Precisamos falar sobre SELMA. Antes de mais nada, acho que não merecia mesmo concorrer a Oscar nenhum. Não por ser um mau filme, mas apenas por não ter qualquer brilho especial. O ator que faz Luther King tem ótima presença e se sai muito bem principalmente nas cenas de oratória. Ainda assim, não chega perto de outras performances da temporada. A direção de Ava DuVernay é competente, mas no fundo rotineira. O relato das marchas pelos direitos civis dos negros no Alabama resulta um tanto burocrático e convencional – com cara de telefilme, como alguém já disse por aí. Em lugar da logística de preparação das manifestações e de sua repercussão entre os militantes, o filme se deixa dominar pelas conversas e discussões, geralmente encenadas num tom solene de “fato histórico”. Luther King soa retórico até mesmo nas conversas com a mulher, daí resultando não propriamente uma pessoa, mas um ícone que, ora, já conhecíamos. O perfil de Lyndon Johnson no episódio, debatido por historiadores, parece ressaltar o peso da mídia, pois é depois de ver um massacre pela TV que ele decide, enfim, encaminhar a lei que garantiu os votos dos negros. Quanto a Malcolm X, achei curioso vê-lo propondo a Luther King uma estratégia conjunta, este sim, um dado que eu desconhecia. Posso estar errado, mas creio que SELMA chegou à indicação para melhor filme menos por seus méritos do que em respeito à causa, à atuação da diretora na promoção do cinema afrodescendente e aos nomes de Oprah Winfrey e Brad Pitt na produção.

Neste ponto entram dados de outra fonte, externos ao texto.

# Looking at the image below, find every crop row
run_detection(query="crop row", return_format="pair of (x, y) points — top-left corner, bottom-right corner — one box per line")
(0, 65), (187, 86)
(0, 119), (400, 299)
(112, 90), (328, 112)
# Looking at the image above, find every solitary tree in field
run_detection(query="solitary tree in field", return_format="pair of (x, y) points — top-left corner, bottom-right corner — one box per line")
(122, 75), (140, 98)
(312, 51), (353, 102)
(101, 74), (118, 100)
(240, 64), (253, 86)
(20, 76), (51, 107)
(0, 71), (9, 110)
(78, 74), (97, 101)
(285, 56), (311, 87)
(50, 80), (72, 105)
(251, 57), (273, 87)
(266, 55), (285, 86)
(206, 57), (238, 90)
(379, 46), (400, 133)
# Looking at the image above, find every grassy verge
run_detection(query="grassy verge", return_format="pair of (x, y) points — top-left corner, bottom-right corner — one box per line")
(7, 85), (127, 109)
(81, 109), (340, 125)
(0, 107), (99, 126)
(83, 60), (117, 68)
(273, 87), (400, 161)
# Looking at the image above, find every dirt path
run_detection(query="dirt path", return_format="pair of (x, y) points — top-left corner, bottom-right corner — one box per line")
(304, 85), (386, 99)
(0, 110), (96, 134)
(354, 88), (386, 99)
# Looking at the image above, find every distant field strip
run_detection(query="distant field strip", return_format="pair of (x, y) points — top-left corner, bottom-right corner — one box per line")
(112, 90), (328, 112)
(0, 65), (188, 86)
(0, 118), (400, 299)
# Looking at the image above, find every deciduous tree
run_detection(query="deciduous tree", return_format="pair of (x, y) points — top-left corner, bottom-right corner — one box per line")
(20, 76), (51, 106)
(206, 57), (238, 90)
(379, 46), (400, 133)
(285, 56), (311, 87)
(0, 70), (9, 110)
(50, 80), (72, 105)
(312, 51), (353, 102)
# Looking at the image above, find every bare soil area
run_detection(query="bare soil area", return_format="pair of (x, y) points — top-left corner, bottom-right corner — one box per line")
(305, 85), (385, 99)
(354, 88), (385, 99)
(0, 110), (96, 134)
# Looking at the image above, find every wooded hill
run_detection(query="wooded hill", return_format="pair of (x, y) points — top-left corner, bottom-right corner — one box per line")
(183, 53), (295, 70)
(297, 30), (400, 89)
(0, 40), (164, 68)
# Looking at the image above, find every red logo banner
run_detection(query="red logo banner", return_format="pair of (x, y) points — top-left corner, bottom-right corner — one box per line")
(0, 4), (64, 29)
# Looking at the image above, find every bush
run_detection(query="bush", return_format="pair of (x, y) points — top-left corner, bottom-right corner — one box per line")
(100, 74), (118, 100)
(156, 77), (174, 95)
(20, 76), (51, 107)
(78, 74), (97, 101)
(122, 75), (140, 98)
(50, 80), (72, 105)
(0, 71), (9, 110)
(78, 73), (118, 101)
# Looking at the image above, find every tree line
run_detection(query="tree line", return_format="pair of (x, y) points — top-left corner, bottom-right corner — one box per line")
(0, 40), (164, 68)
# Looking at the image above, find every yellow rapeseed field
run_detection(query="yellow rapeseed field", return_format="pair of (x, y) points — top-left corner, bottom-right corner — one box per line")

Bola pretíssima para SNIPER AMERICANO. O filme me pareceu hediondo. Uma mistura indigesta de erotismo bélico e patriotismo compungido. Os paralelos entre a adrenalina da guerra e os flertes românticos, culminando na cena em que Chris Kyle troca malícias com a mulher tendo uma mão no fuzil e outra no celular, dão a medida do que pretende o filme, pelo menos em sua primeira metade: divertir pitboys de direita. Revistas masculinas + jogos de guerra. A insistência da câmera em mostrar o ponto de vista da mira do sniper também apela ao voyeurismo, comum à pornografia e ao espetáculo dos combates modernos. Na verdade, o prazer que Clint Eastwood quer oferecer, por trás de uma postiça mensagem pacifista, é o de ver iraquianos morrerem como moscas, ou pelo menos sofrerem intimidações e ameaças. O episódio do menino alvejado por Chris é a única perspectiva moral adotada pelo filme. De resto, a ocupação do Iraque é uma nova versão dos velhos bangue-bangues, com os índios substituídos por árabes que precisam morrer para proteger os EUA (obrigado, Rosane Nicolau, pela lembrança). A síndrome da autoproteção nacional, elevada a doença mental, é o tema que poderia render um estudo minimamente complexo da figura do “herói” matador. Mas “American Sniper” está menos interessado em aprofundar isso do que em cortejar o melodrama familiar e morder-soprar os instintos guerreiros do país enquanto mimetiza com monotonia barulhenta as transmissões de guerra da TV.
Assisti recentemente ao média-metragem L’ESPRIT CHARLIE HEBDO, realizado no mês passado por Fabrice Gerardi. Algumas cenas foram rodadas logo no dia seguinte ao atentado que matou a maior parte dos redatores e desenhistas da publicação. Íntimo da equipe, Fabrice teve acesso privilegiado, por exemplo, à primeira visita dos parentes ao apartamento da colunista Elsa Cayat, uma das vítimas fatais, ou à sala do Libération onde os sobreviventes passaram a editar o jornal. O clima era de consternação, mas também de firmeza na intenção de não ceder às intimidações do fundamentalismo. O cartunista Luz diz que o momento não é de resistência, mas de sobrevivência. Afinal, a redação foi quase toda dizimada – e a semelhança entre as palavras “dizimar” e “desenhar”, em francês, é motivo de um chiste entristecido. O média incorpora cenas filmadas há algum tempo, mostrando o clima descontraído e algumas rotinas de trabalho de Charb, Tignous, Cabu e outros que tombaram. Apesar do atentado de 2011 e das ameaças, eles pareciam confiantes no poder da liberdade de expressão e na laicidade fundamental do estado francês. Achavam que, ao atacar os radicais, não estavam criticando religião nenhuma, mas apenas eles. Menosprezaram o caldo de discriminações, preconceitos e histeria que, justamente ali na França, levaria ao massacre de 7 de janeiro. Esse pequeno filme, sem dar bola para o circo midiático do momento, é apenas o registro próximo e quente de uma curva trágica na história da cultura. Pode ser visto sem legendas no Youtube.